When I was in the middle of the fifth grade, I transferred to a public elementary school three blocks from home. Daniel Freeman Elementary, to be exact. (Years later, Reggie Theus, the Chicago Bulls’ gunner, told me he went there, too, long after I’d moved on.) I’m not clear on why I left the Lutheran school, but it may have been because the tuition was too steep for my parents. My dad was going through a tough stretch then, running his own little restaurant and working for Helms Baking Company. What was tough for him, however, was a godsend for me. Daniel Freeman had an after-school sports program, and there were kids to play with, and I could even walk home for lunch and watch a couple innings of one of those Yankee-Dodger World Series games while I ate.
Anyway, I was at Daniel Freeman for part of fifth grade and all of sixth. Then I went to Monroe Junior High School for seventh grade. Then my dad got a job in Salt Lake City as the catering manager of the Newhouse Hotel; a husband-and-wife team from San Francisco had bought it, and they liked his Old World charm and polish. But that meant another junior high, Irving, in the eighth grade. When my parents bought a home after eight or nine months of renting, I moved to yet another junior high, Roosevelt, for ninth grade. And then it was on to East High School.

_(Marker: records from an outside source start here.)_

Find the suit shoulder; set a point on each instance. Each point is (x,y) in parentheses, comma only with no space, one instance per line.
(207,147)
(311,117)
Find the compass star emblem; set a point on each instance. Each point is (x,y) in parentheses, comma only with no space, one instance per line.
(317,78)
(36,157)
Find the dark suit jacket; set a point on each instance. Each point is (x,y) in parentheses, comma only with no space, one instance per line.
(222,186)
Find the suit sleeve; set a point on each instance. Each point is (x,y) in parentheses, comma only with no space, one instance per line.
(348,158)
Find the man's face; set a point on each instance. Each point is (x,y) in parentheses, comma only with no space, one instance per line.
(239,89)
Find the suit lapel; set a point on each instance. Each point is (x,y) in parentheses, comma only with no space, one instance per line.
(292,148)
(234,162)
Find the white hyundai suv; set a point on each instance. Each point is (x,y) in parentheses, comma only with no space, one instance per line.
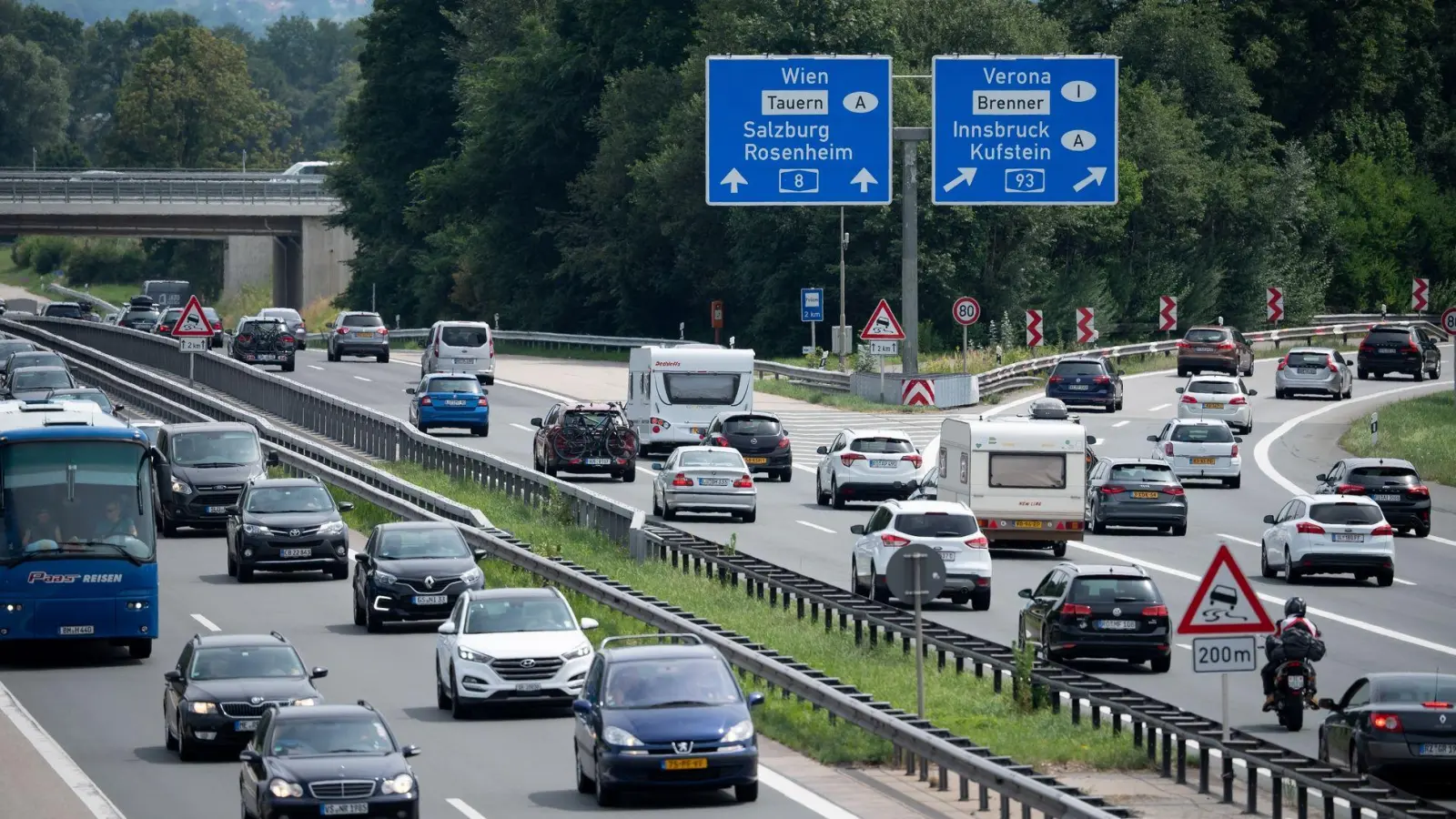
(866,465)
(511,646)
(948,528)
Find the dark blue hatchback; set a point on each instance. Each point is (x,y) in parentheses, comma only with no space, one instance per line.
(664,716)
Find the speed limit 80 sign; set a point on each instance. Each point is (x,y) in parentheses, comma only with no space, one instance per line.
(966,310)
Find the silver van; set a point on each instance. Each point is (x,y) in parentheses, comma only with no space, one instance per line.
(460,349)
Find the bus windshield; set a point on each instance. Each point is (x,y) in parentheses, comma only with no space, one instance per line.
(65,500)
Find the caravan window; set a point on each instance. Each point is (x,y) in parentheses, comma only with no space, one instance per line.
(1026,471)
(701,388)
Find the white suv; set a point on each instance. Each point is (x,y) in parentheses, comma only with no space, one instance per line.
(504,646)
(866,465)
(948,528)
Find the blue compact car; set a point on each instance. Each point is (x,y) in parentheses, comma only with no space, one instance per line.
(664,716)
(450,401)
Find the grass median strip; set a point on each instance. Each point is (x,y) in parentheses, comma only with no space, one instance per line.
(960,703)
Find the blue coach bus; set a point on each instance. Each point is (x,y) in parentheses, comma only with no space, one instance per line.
(79,559)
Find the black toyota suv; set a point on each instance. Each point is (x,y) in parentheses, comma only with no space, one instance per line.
(759,438)
(1390,482)
(1398,349)
(412,570)
(328,761)
(288,525)
(1097,612)
(223,683)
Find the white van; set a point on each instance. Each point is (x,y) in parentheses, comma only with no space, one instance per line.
(1026,479)
(674,392)
(459,349)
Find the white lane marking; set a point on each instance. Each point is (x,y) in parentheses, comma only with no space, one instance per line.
(1361,625)
(57,758)
(206,622)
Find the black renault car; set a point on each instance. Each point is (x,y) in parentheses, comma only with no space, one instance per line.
(223,682)
(1390,482)
(327,761)
(207,467)
(759,438)
(412,570)
(288,525)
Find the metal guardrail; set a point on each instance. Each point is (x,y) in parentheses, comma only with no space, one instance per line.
(1167,727)
(916,742)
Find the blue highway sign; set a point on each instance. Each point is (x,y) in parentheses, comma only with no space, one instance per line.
(1024,130)
(798,130)
(812,303)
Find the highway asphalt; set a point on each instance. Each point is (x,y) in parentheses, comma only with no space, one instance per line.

Six schools in six years. I know that Army brats have it a lot tougher, but that was all I could handle. I was toast. Though I was a reasonably bright kid, I barely got on the academic scoreboard in the tenth grade. I had friends because I started playing baseball as soon as I got to town, but they were all guys. Figuring out girls, which would have been a chore for me under the best of circumstances, was out of the question. I was almost pathologically shy around them. Bad complexion, couldn’t dance, tongue-tied -– I had all the tools. It’s a good thing the University of Utah had cool basketball teams and Salt Lake City had funky old pool rooms where I could soak up the atmosphere. Otherwise, I might have turned into the world’s youngest hermit.